As Vertebrates
After sitting in school all day, you reach back and rub your sore neck. Along the back of your neck and your upper back, you feel hard knobs just under your skin. These are your backbones, or vertebrae, and they make up your spine. Your spine protects nerves and blood vessels that run from your brain to the rest of your body. While these bones may seem entirely normal to you, not all animals have a spine.
Having a spine is a major feature of vertebrates—back-boned animals. Vertebrates first appear in the fossil record about 500 million years ago. These first vertebrates looked like small fishes but didn't have the elaborate fins of modern fishes. Some of these early vertebrates (or their close relatives) include Pikaia and Haikouichthys. These creatures looked a bit like a mix between a fish and a flat worm, and they lived 525 to 500 million years ago.
Out of the water
The earliest vertebrates lived in the water, but you live on land. What do fossils tell us about how vertebrates moved from water to land?
The earliest tetrapods (vertebrates with four limbs, like a frog, a cat, or you) evolved about 375 million years ago. Their ancestors were lobe-finned fishes, like Eusthenopteron.
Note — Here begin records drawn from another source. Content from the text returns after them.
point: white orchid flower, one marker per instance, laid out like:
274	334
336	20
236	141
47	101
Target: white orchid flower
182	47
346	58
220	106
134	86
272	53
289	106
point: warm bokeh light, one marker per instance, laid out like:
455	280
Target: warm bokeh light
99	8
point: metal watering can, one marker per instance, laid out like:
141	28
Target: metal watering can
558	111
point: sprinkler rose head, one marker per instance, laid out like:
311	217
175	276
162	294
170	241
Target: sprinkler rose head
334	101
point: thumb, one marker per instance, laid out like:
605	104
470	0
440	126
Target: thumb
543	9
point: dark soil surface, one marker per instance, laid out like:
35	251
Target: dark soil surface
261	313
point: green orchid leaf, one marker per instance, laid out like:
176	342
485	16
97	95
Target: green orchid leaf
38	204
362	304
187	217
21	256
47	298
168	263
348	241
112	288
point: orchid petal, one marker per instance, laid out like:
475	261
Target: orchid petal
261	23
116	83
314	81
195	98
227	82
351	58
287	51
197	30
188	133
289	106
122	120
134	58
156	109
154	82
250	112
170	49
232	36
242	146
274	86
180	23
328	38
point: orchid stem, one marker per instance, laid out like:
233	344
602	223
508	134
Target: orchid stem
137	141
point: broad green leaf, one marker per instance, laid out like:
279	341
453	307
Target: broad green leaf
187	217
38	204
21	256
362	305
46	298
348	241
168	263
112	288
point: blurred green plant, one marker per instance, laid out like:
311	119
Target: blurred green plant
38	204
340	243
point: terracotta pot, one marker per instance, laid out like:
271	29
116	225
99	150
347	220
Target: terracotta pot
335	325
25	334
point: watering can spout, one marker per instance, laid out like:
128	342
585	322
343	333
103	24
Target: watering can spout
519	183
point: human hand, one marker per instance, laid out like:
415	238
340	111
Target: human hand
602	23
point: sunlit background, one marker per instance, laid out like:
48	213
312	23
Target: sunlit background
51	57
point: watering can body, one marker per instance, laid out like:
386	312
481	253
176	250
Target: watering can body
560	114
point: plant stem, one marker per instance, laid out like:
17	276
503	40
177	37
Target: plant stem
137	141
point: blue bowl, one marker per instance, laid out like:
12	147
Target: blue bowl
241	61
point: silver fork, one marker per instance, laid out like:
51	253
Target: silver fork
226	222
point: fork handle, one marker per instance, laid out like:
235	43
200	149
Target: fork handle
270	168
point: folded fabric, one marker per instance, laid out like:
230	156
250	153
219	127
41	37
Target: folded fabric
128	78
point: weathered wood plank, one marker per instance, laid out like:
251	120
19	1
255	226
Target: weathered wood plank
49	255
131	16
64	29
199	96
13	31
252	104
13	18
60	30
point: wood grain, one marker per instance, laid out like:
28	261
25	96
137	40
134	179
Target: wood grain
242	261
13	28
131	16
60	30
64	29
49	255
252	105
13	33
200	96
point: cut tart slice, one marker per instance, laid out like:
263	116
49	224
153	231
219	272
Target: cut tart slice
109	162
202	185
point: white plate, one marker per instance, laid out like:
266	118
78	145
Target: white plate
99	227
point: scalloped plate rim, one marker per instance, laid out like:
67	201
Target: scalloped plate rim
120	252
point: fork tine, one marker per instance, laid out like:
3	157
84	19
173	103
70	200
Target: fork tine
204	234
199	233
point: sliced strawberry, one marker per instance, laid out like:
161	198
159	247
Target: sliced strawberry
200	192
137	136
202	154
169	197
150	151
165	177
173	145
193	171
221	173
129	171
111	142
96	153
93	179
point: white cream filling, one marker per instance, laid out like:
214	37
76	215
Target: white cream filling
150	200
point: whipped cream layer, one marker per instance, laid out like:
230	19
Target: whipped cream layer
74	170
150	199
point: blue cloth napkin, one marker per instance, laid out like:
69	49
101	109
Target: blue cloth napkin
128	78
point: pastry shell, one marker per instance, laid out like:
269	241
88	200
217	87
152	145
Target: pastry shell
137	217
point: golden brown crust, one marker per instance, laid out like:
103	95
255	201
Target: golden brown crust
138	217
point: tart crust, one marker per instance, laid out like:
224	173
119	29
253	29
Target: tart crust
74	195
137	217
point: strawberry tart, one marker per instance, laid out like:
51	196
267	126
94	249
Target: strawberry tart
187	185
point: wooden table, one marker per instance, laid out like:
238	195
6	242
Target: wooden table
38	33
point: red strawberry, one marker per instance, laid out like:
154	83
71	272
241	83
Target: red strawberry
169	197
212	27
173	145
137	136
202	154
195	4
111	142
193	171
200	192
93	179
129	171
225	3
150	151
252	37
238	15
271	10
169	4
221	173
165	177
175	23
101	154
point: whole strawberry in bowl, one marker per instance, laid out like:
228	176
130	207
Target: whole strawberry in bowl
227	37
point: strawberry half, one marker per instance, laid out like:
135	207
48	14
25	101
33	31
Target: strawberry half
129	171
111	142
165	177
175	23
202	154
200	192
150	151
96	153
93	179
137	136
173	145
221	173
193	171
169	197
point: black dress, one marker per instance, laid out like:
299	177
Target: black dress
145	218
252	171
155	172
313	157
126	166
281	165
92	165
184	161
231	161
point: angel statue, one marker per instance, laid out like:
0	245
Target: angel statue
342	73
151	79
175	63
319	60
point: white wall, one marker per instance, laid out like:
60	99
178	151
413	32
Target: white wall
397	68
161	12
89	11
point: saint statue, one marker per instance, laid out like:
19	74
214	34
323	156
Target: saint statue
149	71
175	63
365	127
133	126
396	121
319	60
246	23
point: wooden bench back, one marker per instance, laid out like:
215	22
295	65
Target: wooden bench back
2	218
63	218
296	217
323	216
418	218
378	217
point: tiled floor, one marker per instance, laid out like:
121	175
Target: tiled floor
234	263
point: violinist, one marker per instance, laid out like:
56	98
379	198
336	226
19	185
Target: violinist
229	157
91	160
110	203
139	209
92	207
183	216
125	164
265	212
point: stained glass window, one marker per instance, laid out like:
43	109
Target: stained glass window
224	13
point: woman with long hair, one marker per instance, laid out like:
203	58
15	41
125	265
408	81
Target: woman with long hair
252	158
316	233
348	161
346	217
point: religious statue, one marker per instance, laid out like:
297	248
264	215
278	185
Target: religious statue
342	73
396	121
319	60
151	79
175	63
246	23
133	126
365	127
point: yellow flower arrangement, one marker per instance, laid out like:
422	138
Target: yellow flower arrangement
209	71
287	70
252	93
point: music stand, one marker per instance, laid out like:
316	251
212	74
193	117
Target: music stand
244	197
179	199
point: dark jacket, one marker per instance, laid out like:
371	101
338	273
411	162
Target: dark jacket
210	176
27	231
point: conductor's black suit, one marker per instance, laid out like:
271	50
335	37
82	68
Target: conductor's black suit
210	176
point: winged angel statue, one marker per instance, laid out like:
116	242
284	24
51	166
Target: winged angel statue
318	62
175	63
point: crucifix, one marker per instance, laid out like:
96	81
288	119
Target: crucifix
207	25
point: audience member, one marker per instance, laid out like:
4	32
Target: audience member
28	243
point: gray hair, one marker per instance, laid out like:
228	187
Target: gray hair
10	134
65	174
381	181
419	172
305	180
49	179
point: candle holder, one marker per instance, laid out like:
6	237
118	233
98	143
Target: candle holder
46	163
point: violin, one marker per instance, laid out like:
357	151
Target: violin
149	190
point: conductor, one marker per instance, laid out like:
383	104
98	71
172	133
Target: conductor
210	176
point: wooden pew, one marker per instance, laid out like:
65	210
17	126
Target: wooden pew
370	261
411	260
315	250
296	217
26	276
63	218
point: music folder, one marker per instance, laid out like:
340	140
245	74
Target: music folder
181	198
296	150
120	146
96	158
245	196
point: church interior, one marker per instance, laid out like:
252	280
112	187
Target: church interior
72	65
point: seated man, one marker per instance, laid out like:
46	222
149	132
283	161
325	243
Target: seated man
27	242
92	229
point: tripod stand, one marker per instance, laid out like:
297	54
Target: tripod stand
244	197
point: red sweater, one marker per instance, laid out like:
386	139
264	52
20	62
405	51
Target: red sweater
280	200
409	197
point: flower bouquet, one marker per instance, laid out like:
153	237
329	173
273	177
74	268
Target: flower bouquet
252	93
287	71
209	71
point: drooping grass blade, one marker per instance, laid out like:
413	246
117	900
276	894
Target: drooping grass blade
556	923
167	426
Some of the features that link lobe-finned fishes with the earliest tetrapods have to do with the fin bones of the two groups. The pattern is the same in both fins and arms—one big bone (your humerus) connected to smaller bones (your radius and ulna).
Many transitional fossils show us how these early fin bones evolved to support the body weight of the first vertebrates that lived on land. One of the most famous is Tiktaalik. Tiktaalik has a mix of lobe-finned fish and tetrapod features, and probably used its forelimbs (or forefins) to splash around in shallow water 375 million years ago.